DROP TABLE IF EXISTS testdb.NewTable PURGE;
CREATE TABLE testdb.NewTable AS
SELECT a.* FROM (
SELECT col1,
COUNT(DISTINCT col2) AS col2,
COUNT(DISTINCT col3) AS col3,
COUNT(DISTINCT col4) AS col4,
COUNT(DISTINCT col5) AS col5
FROM BaseTable
GROUP BY col1) a
WHERE a.col3 > 1 OR a.col4 > 1 OR a.col2 > 1 OR a.col5 > 1;
您能否帮我用一个更好的方法来解决这个问题,以最大限度地减少查询的处理时间。
为 CountDistinct 和 CollectSet 添加解释路径:
CountDistinct 解释计划:
OK
STAGE DEPENDENCIES:
Stage-1 is a root stage
Stage-0 depends on stages: Stage-1
STAGE PLANS:
Stage: Stage-1
Map Reduce
Map Operator Tree:
TableScan
alias: BaseTable
Statistics: Num rows: 16863109255 Data size: 2613966713222 Basic stats: COMPLETE Column stats: NONE
Select Operator
expressions: col1 (type: string), col2 (type: decimal(3,0)), col3 (type: string), col4 (type: string), col5 (type: string)
outputColumnNames: col1, col2, col3, col4, col5
Statistics: Num rows: 16863109255 Data size: 2613966713222 Basic stats: COMPLETE Column stats: NONE
Group By Operator
aggregations: count(DISTINCT col5), count(DISTINCT col2), count(DISTINCT col4), count(DISTINCT col3)
keys: col1 (type: string), col5 (type: string), col2 (type: decimal(3,0)), col4 (type: string), col3 (type: string)
mode: hash
outputColumnNames: _col0, _col1, _col2, _col3, _col4, _col5, _col6, _col7, _col8
Statistics: Num rows: 16863109255 Data size: 2613966713222 Basic stats: COMPLETE Column stats: NONE
Reduce Output Operator
key expressions: _col0 (type: string), _col1 (type: string), _col2 (type: decimal(3,0)), _col3 (type: string), _col4 (type: string)
sort order: +++++
Map-reduce partition columns: _col0 (type: string)
Statistics: Num rows: 16863109255 Data size: 2613966713222 Basic stats: COMPLETE Column stats: NONE
Reduce Operator Tree:
Group By Operator
aggregations: count(DISTINCT KEY._col1:0._col0), count(DISTINCT KEY._col1:1._col0), count(DISTINCT KEY._col1:2._col0), count(DISTINCT KEY._col1:3._col0)
keys: KEY._col0 (type: string)
mode: mergepartial
outputColumnNames: _col0, _col1, _col2, _col3, _col4
Statistics: Num rows: 8431554627 Data size: 1306983356533 Basic stats: COMPLETE Column stats: NONE
Filter Operator
predicate: ((((_col2 > 1) or (_col3 > 1)) or (_col1 > 1)) or (_col4 > 1)) (type: boolean)

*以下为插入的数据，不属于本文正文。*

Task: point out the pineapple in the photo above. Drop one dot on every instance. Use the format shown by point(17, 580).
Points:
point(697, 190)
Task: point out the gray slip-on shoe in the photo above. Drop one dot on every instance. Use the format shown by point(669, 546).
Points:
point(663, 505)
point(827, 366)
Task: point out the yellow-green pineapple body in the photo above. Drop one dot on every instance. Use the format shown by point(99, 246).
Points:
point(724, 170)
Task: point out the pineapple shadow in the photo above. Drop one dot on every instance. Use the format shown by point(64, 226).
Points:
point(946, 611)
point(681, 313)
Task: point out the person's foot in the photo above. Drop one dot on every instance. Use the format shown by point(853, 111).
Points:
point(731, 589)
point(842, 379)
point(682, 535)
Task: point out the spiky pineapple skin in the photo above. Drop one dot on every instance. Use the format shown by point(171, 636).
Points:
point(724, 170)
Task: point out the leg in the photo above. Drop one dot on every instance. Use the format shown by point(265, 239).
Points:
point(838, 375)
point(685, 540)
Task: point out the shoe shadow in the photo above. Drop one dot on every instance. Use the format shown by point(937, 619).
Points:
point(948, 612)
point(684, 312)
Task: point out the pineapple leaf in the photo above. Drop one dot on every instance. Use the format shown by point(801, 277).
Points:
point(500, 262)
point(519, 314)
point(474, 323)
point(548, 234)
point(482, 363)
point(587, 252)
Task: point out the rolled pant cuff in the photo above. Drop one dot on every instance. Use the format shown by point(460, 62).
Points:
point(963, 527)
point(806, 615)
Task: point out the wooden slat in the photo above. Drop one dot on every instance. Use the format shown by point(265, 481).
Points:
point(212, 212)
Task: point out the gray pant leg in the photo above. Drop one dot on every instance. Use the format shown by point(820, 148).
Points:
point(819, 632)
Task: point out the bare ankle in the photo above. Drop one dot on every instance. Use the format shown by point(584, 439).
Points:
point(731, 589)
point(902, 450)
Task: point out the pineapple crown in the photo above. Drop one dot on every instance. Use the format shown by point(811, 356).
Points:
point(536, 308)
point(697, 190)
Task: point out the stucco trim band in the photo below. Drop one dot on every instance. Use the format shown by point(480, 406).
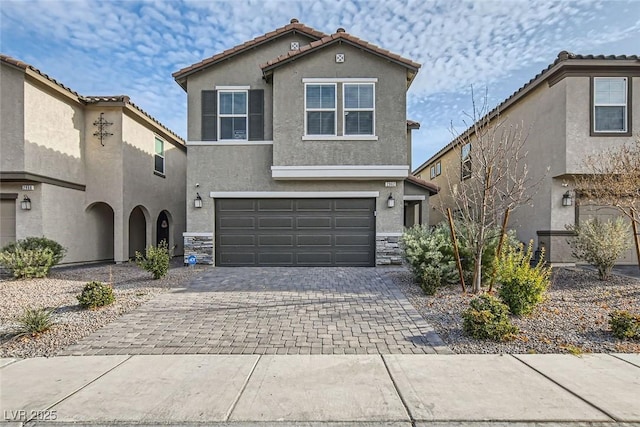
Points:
point(340, 172)
point(292, 194)
point(204, 143)
point(26, 176)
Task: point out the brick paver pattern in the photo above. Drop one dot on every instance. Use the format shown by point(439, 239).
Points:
point(272, 310)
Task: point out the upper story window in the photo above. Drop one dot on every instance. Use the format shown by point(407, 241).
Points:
point(610, 105)
point(465, 160)
point(358, 109)
point(158, 157)
point(320, 109)
point(233, 115)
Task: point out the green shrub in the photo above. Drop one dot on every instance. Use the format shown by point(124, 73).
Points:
point(431, 280)
point(487, 318)
point(96, 294)
point(27, 263)
point(35, 243)
point(155, 260)
point(522, 286)
point(34, 321)
point(625, 325)
point(600, 243)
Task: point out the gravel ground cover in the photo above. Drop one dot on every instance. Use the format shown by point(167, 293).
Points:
point(573, 319)
point(132, 286)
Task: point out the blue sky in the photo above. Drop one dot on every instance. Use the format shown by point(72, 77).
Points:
point(132, 47)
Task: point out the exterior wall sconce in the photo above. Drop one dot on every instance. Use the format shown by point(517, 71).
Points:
point(391, 202)
point(198, 201)
point(25, 204)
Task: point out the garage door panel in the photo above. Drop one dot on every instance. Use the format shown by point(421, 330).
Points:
point(235, 205)
point(228, 223)
point(232, 240)
point(275, 205)
point(303, 232)
point(314, 205)
point(316, 222)
point(353, 240)
point(353, 222)
point(275, 240)
point(314, 240)
point(275, 222)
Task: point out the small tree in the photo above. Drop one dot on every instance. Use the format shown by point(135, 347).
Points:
point(612, 178)
point(600, 243)
point(493, 178)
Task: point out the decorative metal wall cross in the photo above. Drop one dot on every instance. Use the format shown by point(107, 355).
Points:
point(102, 132)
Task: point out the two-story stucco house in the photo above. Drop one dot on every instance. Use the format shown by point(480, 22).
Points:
point(578, 106)
point(299, 152)
point(101, 176)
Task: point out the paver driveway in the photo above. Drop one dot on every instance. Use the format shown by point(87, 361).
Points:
point(272, 311)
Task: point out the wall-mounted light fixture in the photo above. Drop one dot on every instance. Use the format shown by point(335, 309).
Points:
point(25, 204)
point(391, 202)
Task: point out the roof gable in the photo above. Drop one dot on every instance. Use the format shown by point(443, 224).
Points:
point(341, 36)
point(293, 27)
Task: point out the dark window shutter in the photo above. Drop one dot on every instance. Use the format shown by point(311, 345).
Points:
point(209, 115)
point(256, 115)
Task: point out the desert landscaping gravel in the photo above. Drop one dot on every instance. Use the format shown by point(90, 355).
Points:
point(132, 286)
point(573, 319)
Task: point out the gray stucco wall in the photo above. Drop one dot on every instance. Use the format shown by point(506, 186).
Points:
point(390, 111)
point(12, 121)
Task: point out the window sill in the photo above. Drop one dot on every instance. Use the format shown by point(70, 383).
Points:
point(339, 138)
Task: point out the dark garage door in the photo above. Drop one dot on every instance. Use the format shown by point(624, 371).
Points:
point(302, 232)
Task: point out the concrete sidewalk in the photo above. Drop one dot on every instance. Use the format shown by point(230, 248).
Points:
point(308, 390)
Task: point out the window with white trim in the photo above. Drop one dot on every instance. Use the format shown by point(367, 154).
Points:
point(610, 104)
point(158, 157)
point(320, 109)
point(232, 115)
point(358, 107)
point(465, 161)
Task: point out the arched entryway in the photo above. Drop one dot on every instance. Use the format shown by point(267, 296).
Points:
point(100, 243)
point(163, 228)
point(137, 231)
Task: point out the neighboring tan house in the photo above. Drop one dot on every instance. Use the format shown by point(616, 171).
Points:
point(299, 152)
point(577, 106)
point(103, 178)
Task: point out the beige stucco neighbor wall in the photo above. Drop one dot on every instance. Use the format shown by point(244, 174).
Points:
point(12, 119)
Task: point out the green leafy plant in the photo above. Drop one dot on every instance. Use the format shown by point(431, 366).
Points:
point(34, 321)
point(487, 318)
point(96, 294)
point(600, 243)
point(155, 260)
point(522, 286)
point(625, 325)
point(27, 263)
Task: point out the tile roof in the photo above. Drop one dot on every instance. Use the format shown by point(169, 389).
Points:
point(339, 35)
point(90, 99)
point(563, 59)
point(293, 26)
point(434, 189)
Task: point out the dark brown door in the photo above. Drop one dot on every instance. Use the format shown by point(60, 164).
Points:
point(295, 232)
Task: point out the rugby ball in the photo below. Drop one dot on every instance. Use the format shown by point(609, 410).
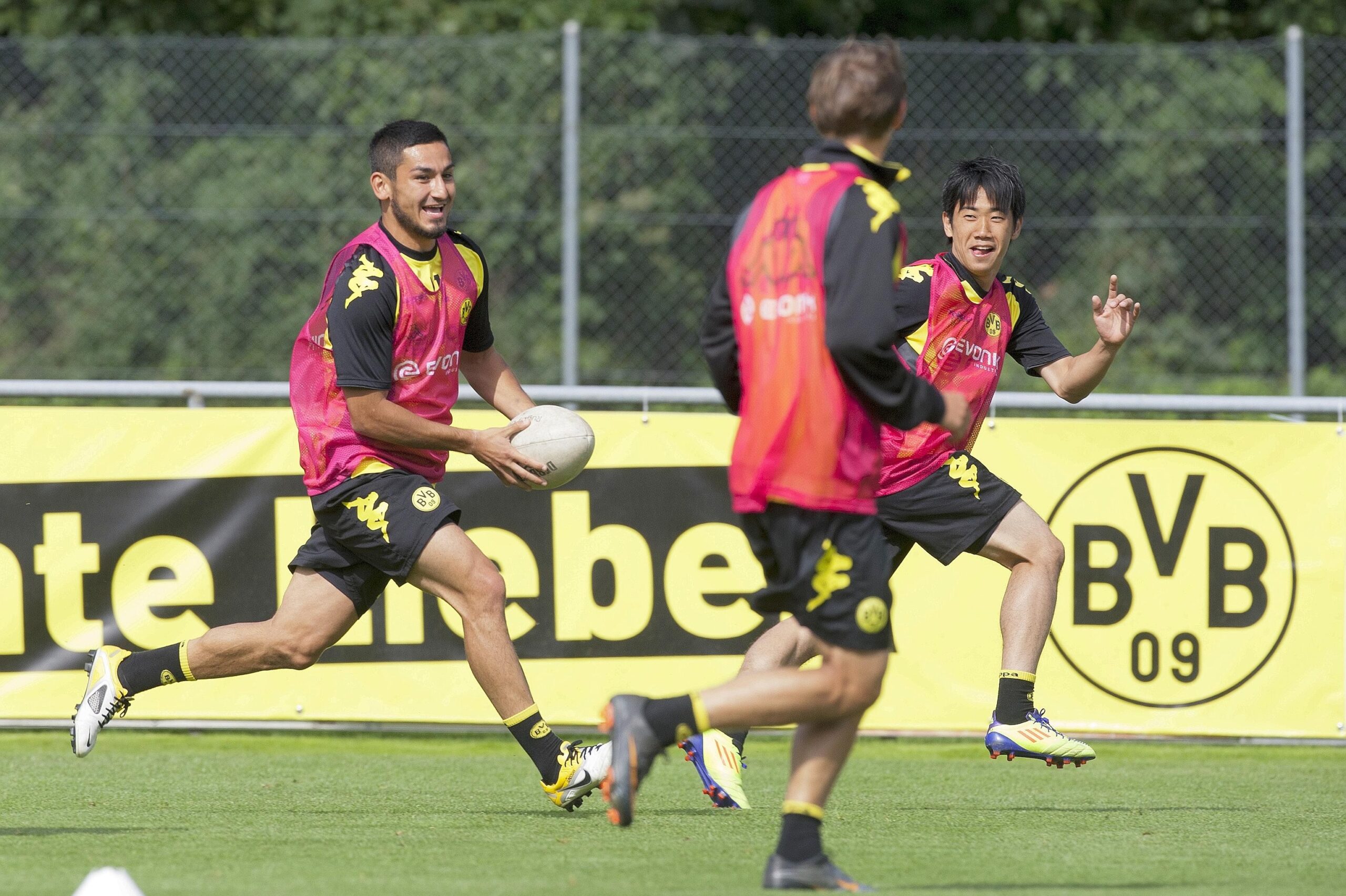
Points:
point(558, 441)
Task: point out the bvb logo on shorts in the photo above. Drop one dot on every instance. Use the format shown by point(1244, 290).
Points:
point(426, 498)
point(871, 615)
point(1179, 578)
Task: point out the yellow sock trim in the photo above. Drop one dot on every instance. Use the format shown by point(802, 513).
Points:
point(520, 716)
point(182, 660)
point(703, 722)
point(796, 808)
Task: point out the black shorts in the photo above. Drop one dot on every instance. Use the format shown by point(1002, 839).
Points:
point(953, 510)
point(372, 529)
point(830, 570)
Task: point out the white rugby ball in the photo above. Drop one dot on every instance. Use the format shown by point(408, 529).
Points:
point(556, 440)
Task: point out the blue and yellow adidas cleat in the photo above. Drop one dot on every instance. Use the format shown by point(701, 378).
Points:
point(1037, 739)
point(719, 765)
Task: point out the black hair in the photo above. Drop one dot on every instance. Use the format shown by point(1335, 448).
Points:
point(999, 178)
point(388, 143)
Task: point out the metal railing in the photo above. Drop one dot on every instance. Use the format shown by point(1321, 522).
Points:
point(196, 393)
point(602, 172)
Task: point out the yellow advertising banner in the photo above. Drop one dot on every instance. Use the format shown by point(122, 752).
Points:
point(1202, 591)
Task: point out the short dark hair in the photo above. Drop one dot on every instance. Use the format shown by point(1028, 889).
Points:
point(858, 89)
point(388, 143)
point(999, 178)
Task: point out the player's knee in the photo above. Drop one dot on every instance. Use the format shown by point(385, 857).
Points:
point(485, 592)
point(854, 688)
point(805, 646)
point(297, 654)
point(1052, 553)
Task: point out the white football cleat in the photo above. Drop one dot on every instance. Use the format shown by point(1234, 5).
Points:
point(583, 769)
point(104, 698)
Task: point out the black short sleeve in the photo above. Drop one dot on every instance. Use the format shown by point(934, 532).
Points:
point(1032, 342)
point(361, 320)
point(912, 299)
point(478, 335)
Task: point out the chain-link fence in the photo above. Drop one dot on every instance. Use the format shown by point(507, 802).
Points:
point(167, 206)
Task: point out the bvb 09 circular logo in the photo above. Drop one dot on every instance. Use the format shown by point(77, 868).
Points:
point(1179, 578)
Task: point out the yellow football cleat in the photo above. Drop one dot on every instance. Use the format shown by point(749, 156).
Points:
point(719, 765)
point(1037, 739)
point(583, 769)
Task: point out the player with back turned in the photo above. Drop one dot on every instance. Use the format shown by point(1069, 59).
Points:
point(799, 337)
point(373, 381)
point(959, 318)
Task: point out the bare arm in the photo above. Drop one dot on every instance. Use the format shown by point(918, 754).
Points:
point(489, 374)
point(376, 417)
point(1073, 378)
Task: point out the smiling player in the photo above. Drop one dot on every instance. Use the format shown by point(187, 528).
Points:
point(959, 320)
point(373, 381)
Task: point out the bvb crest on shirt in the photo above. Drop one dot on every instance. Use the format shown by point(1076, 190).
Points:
point(993, 325)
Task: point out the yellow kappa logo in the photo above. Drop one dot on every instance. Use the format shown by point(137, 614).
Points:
point(371, 514)
point(426, 498)
point(362, 279)
point(881, 201)
point(964, 472)
point(871, 615)
point(830, 575)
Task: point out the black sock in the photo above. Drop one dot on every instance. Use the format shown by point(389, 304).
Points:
point(801, 836)
point(674, 719)
point(147, 669)
point(539, 741)
point(1015, 697)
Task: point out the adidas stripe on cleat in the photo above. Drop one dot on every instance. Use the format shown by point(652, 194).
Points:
point(719, 766)
point(1035, 738)
point(104, 698)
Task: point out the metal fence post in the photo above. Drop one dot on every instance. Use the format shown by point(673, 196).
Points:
point(1296, 206)
point(571, 202)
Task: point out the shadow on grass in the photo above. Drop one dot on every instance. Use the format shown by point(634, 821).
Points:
point(1073, 809)
point(999, 887)
point(57, 832)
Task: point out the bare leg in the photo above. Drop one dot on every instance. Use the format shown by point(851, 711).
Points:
point(455, 571)
point(847, 683)
point(787, 643)
point(819, 753)
point(1034, 556)
point(313, 616)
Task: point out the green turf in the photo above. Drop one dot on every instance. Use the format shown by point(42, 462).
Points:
point(334, 815)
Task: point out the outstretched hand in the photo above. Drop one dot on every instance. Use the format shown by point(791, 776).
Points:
point(1115, 318)
point(494, 450)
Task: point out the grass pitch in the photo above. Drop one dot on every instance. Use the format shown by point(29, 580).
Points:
point(335, 815)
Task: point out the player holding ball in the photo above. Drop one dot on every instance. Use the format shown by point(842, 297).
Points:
point(373, 381)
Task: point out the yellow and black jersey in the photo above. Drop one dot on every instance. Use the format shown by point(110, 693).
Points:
point(361, 333)
point(1032, 341)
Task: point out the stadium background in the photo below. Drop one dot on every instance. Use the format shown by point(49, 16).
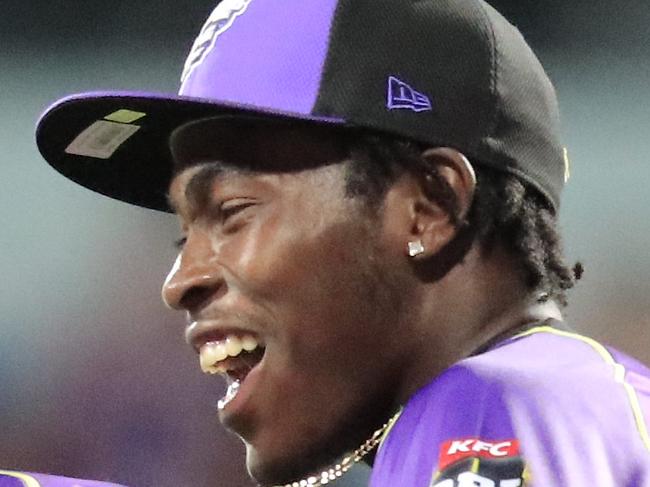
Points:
point(95, 380)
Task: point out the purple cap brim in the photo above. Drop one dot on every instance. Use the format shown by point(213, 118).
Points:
point(140, 168)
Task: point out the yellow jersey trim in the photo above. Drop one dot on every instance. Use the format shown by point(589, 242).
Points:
point(619, 374)
point(27, 480)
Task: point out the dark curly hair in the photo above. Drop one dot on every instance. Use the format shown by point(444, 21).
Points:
point(505, 210)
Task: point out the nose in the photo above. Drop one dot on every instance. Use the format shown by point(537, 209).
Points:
point(193, 279)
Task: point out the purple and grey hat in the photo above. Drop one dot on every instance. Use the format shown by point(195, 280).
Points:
point(440, 72)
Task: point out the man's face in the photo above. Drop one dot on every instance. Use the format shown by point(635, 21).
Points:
point(287, 258)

Statistics: Num rows: 8431554627 Data size: 1306983356533 Basic stats: COMPLETE Column stats: NONE
File Output Operator
compressed: false
Statistics: Num rows: 8431554627 Data size: 1306983356533 Basic stats: COMPLETE Column stats: NONE
table:
input format: org.apache.hadoop.mapred.TextInputFormat
output format: org.apache.hadoop.hive.ql.io.HiveIgnoreKeyTextOutputFormat
serde: org.apache.hadoop.hive.serde2.lazy.LazySimpleSerDe
Stage: Stage-0
Fetch Operator
limit: -1
Processor Tree:
ListSink
CollectSet 解释计划:
OK
STAGE DEPENDENCIES:
Stage-1 is a root stage
Stage-0 depends on stages: Stage-1
STAGE PLANS:
Stage: Stage-1
Map Reduce
Map Operator Tree:
TableScan
alias: BaseTable
Statistics: Num rows: 16863109255 Data size: 2613966713222 Basic stats: COMPLETE Column stats: NONE
Select Operator
expressions: col1 (type: string), col2 (type: decimal(3,0)), col3 (type: string), col4 (type: string), col5 (type: string)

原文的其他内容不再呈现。